Трогательная иллюзия матери! Козетта все еще была для нее маленьким ребенком, которого носят на руках.
— Нет, — возразил врач, — не сейчас. Вас еще немного лихорадит. Вид ребенка взволнует вас, а вам это вредно. Сначала мы вылечим вас.
Она перебила его:
— Но ведь я уже здорова, здорова! До чего он глуп, этот доктор! Вы слышите? Я хочу видеть моего ребенка, хочу и все!
— Вот видите, как вы горячитесь, — сказал врач. — До тех пор, пока вы будете так себя вести, я не разрешу вам держать у себя дочку. Недостаточно увидеть ребенка, надо жить для него. Когда вы будете благоразумны, я сам приведу его к вам.
Бедная мать опустила голову.
— Простите меня, господин доктор, очень прошу вас, простите меня! В прежнее время я бы не стала так разговаривать, но со мной случилось столько несчастий, что иной раз я и сама не знаю, что говорю. Я понимаю: вы боитесь, чтобы я не разволновалась, я буду ждать, сколько вы захотите, но, клянусь вам, мне не причинило бы вреда, если бы я взглянула на мою дочурку. Все равно я вижу ее; она так и стоит у меня перед глазами со вчерашнего вечера. Знаете, что? Если бы мне принесли ее сейчас, я бы стала тихонечко разговаривать с ней, и все. Разве не понятно, что я хочу видеть своего ребенка, за которым ради меня ездили в Монфермейль? Я не сержусь. Я уверена, что скоро буду счастлива. Всю ночь я видела что-то белое и какие-то фигуры, которые мне улыбались. Когда господин доктор захочет, тогда он и принесет мне Козетту. У меня уже нет жара, я выздоровела. Я чувствую, что у меня все прошло, но я буду вести себя так, как будто еще больна, и не стану двигаться, чтобы сделать приятное сестрицам. Когда все увидят, что я спокойна, то скажут: надо дать ей ребенка.
Мадлен сидел на стуле рядом с кроватью. Она повернулась к нему. Видно было, что она изо всех сил старается казаться спокойной и «быть умницей», как она выражалась в своем болезненном бессилии, похожем на детскую слабость, — старается для того, чтобы все увидели ее спокойствие и позволили привести к ней Козетту. Однако, как она ни сдерживалась, она все же не могла не забросать г-на Мадлена вопросами:
— Хорошо ли вы съездили, господин мэр? О, какой вы добрый, что поехали за ней! Скажите мне только одно: как ее здоровье? Хорошо ли она перенесла дорогу? Она и не узнает меня. Как это грустно! Она забыла меня за столько времени, бедная крошка! Дети ведь такие беспамятные! Все равно что птички. Сегодня видят одно, завтра другое и сразу все забывают. По крайней мере чистое ли было на ней белье? В чистоте ли держали ее эти Тенардье?

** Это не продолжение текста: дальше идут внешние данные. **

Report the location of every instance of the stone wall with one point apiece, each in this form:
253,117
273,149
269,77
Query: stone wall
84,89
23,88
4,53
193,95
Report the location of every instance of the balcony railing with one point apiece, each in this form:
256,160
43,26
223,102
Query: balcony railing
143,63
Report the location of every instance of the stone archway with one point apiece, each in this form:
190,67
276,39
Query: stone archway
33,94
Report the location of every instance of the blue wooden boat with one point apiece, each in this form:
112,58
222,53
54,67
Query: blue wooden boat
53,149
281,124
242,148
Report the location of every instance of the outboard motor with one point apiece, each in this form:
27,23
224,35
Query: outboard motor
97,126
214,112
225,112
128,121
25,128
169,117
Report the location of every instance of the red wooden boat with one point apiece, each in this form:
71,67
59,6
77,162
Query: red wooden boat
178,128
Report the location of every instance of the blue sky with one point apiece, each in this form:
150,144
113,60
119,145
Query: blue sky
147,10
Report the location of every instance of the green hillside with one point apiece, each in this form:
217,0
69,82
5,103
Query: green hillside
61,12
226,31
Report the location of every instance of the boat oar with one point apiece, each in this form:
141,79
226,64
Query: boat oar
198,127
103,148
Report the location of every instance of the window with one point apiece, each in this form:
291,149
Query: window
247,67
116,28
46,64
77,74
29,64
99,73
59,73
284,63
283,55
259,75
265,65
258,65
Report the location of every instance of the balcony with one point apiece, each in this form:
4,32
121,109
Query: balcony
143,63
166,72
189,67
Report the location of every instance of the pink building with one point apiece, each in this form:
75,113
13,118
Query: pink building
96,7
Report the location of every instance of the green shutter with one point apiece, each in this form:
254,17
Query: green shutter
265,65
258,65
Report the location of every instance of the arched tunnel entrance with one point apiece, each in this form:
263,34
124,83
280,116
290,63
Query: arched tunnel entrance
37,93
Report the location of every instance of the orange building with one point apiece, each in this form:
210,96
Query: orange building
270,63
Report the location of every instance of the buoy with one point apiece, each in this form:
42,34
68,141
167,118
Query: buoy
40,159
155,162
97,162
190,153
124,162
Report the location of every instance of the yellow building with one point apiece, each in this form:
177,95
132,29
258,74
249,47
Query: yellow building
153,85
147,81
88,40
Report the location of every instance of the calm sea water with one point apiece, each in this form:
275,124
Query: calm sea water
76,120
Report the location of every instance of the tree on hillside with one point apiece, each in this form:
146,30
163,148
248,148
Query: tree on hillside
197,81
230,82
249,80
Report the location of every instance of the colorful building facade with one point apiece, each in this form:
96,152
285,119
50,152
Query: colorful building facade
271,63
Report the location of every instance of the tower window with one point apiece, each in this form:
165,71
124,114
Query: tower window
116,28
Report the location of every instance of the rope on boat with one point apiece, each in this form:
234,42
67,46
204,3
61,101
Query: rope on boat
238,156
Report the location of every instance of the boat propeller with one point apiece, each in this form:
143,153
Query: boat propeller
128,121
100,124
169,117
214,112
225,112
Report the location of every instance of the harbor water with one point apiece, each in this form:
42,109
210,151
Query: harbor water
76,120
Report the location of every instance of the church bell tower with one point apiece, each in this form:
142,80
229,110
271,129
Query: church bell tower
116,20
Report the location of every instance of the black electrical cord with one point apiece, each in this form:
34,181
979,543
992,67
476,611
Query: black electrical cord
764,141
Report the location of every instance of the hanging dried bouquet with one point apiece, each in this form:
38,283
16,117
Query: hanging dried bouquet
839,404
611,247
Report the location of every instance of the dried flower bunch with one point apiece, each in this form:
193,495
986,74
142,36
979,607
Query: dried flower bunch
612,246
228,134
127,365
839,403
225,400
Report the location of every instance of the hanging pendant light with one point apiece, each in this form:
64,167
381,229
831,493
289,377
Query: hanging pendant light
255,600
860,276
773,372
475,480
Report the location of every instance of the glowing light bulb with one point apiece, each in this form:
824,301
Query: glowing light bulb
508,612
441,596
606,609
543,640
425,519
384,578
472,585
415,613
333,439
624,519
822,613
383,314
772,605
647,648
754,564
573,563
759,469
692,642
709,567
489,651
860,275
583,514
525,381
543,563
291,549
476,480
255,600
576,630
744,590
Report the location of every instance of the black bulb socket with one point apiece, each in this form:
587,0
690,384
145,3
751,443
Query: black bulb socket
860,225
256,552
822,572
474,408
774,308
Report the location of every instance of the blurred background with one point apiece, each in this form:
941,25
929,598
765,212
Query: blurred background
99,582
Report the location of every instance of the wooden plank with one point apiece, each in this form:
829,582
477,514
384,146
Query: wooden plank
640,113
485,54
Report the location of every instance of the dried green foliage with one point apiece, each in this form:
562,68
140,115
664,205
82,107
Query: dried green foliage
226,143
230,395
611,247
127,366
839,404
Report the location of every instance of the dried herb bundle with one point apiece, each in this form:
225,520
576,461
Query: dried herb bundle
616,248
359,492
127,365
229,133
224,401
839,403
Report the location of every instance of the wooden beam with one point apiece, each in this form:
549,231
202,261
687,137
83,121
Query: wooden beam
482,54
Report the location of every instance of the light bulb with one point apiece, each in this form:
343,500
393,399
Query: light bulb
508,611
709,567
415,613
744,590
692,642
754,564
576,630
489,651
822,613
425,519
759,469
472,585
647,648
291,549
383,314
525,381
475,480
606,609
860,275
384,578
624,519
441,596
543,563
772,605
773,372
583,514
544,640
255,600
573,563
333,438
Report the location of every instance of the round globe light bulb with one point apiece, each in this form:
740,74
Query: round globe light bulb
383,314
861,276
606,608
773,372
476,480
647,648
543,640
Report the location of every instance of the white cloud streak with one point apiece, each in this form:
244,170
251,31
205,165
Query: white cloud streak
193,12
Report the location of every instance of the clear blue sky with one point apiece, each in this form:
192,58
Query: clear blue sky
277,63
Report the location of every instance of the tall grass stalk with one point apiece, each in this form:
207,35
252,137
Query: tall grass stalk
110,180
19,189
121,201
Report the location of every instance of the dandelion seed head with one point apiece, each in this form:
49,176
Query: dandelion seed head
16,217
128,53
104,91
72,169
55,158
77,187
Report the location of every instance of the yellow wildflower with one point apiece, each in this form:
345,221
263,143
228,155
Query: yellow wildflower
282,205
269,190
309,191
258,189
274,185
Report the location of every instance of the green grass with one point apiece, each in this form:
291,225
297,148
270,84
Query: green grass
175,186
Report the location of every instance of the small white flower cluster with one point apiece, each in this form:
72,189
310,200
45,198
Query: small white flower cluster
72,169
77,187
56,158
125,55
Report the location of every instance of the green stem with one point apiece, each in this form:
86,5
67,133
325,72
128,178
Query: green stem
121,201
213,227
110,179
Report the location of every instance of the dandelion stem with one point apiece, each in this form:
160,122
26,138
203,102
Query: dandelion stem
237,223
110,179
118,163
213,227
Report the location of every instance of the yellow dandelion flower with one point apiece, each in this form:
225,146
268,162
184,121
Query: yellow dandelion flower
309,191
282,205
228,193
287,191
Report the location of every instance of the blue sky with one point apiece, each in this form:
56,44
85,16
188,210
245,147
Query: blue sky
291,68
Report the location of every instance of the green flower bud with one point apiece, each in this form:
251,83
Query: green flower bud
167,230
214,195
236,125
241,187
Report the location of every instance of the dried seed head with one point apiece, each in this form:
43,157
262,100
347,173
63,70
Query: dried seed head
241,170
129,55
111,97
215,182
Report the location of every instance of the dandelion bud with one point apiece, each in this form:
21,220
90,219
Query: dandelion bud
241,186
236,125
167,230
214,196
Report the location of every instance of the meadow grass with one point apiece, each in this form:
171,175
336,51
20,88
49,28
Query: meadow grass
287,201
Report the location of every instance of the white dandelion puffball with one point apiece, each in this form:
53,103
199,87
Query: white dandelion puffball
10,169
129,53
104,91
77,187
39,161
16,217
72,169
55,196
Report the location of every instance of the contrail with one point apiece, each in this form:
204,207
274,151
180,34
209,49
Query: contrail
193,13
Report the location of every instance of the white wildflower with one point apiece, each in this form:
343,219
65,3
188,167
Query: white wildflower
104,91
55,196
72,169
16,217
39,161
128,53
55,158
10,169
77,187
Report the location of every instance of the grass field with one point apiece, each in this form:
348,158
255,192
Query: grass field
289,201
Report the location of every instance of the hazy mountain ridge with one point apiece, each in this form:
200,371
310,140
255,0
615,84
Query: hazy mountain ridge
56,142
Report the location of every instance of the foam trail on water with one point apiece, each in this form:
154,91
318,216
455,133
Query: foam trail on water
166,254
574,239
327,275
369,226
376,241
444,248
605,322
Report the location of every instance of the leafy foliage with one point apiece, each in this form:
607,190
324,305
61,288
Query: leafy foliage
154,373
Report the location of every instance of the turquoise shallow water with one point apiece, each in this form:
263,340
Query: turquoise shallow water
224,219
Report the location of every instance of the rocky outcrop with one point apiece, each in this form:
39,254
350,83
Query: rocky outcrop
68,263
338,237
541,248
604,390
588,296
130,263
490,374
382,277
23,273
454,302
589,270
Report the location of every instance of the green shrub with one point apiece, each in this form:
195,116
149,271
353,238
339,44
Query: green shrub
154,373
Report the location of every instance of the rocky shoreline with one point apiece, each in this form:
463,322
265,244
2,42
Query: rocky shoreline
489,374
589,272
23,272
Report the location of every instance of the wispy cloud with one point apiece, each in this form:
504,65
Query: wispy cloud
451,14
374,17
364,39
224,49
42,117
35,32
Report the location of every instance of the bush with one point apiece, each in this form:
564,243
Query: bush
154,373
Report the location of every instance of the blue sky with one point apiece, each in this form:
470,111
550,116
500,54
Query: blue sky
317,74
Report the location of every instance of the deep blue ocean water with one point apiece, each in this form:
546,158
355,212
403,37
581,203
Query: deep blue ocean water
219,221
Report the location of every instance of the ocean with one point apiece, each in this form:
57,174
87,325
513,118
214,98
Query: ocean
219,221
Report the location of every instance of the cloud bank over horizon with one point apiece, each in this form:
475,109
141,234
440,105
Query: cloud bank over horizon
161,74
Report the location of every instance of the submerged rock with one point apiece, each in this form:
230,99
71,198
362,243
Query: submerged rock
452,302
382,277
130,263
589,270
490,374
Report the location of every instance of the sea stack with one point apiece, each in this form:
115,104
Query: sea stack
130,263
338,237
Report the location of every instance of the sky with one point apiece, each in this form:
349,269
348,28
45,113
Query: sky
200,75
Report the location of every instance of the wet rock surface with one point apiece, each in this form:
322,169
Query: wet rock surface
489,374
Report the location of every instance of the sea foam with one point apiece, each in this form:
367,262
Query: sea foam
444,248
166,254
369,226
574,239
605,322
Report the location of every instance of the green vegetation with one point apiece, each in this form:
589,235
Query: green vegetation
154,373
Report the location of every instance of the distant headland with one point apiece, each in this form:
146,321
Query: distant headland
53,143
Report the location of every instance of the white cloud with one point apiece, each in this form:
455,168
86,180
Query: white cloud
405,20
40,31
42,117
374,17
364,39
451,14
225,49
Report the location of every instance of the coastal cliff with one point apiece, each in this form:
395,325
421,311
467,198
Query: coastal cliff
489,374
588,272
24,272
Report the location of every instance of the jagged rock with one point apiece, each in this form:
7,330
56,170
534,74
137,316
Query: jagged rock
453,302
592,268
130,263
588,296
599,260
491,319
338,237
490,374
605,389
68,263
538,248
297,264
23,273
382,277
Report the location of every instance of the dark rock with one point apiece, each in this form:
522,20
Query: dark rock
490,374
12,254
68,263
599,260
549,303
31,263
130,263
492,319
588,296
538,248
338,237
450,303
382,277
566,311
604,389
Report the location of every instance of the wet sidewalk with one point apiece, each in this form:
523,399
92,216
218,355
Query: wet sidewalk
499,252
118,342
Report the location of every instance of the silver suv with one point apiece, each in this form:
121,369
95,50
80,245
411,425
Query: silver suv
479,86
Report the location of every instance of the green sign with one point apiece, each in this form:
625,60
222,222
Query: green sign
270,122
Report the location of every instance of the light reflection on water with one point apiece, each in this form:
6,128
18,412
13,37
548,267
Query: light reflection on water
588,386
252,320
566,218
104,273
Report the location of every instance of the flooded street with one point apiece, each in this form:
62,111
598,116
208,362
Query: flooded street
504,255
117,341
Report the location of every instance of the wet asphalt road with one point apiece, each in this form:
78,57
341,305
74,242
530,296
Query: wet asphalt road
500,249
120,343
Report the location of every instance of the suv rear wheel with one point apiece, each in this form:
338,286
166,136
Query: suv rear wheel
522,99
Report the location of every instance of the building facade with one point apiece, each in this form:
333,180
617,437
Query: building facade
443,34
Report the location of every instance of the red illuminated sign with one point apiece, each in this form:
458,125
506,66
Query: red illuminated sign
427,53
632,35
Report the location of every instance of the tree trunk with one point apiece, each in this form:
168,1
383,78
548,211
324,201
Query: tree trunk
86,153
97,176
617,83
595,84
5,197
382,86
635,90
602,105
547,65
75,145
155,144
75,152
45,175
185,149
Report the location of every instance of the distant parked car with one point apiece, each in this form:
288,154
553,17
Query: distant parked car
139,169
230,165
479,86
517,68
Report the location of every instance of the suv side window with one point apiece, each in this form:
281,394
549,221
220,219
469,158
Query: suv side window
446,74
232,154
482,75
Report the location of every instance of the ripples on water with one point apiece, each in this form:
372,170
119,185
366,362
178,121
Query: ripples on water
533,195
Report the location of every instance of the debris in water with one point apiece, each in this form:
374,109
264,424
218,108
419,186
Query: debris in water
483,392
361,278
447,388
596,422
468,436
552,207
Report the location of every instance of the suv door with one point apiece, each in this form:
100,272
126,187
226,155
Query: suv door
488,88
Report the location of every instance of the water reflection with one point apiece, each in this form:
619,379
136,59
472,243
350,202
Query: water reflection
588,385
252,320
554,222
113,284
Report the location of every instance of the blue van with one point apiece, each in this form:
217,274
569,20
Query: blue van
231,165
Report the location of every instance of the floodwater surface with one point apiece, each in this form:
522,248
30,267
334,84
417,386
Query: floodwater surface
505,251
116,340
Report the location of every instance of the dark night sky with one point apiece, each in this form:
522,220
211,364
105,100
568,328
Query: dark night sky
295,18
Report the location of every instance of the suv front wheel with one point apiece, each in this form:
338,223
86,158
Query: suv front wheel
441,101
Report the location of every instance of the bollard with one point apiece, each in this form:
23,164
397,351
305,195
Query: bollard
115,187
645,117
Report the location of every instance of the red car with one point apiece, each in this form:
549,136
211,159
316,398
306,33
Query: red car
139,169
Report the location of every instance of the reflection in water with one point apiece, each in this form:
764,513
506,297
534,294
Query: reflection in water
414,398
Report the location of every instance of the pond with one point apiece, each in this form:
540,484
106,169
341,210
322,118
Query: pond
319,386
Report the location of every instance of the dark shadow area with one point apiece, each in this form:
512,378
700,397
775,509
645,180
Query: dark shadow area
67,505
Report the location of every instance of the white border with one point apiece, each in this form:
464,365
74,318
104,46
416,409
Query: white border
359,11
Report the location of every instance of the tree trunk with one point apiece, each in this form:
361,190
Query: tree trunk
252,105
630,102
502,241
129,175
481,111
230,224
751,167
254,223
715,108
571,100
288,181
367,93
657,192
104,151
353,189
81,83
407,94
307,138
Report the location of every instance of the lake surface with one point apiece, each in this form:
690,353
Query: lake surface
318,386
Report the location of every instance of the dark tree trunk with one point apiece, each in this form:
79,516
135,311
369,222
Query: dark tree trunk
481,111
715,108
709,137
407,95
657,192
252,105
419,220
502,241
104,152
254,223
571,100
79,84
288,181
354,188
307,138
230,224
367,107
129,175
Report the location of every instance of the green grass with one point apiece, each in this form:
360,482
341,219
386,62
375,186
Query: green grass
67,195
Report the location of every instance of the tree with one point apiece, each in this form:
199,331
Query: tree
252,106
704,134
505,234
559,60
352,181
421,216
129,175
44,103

Как они ее кормили? О, если бы вы знали, как я мучилась, когда задавала себе все эти вопросы в пору нужды! Теперь все прошло. Я так рада! Ах, как бы мне хотелось увидеть ее! Скажите, господин мэр, понравилась вам моя дочурка? Ведь, правда, она красавица? Вы, наверно, очень озябли в дилижансе? Скажите, неужели нельзя принести ее сюда хоть на минуточку? А потом сейчас же унести обратно? Вы ведь здесь хозяин, и если бы вы захотели…
Он взял ее за руку.
— Козетта красавица, — сказал он, — Козетта здорова, вы скоро увидите ее, только успокойтесь. Вы говорите слишком быстро и к тому же высовываете руку из-под одеяла, а от этого у вас кашель.
В самом деле, приступы удушливого кашля прерывали Фантину чуть не на каждом слове.
Фантина не стала возражать; она испугалась, что нарушила чересчур пылкими мольбами то доверие, которое ей хотелось внушить окружающим, и принялась болтать о посторонних вещах.
— Не правда ли, Монфермейль — довольно красивое место? Летом туда ездят на прогулку. Как идут дела у Тенардье? В тех краях бывает мало народу. Это не постоялый двор, а какая-то харчевня.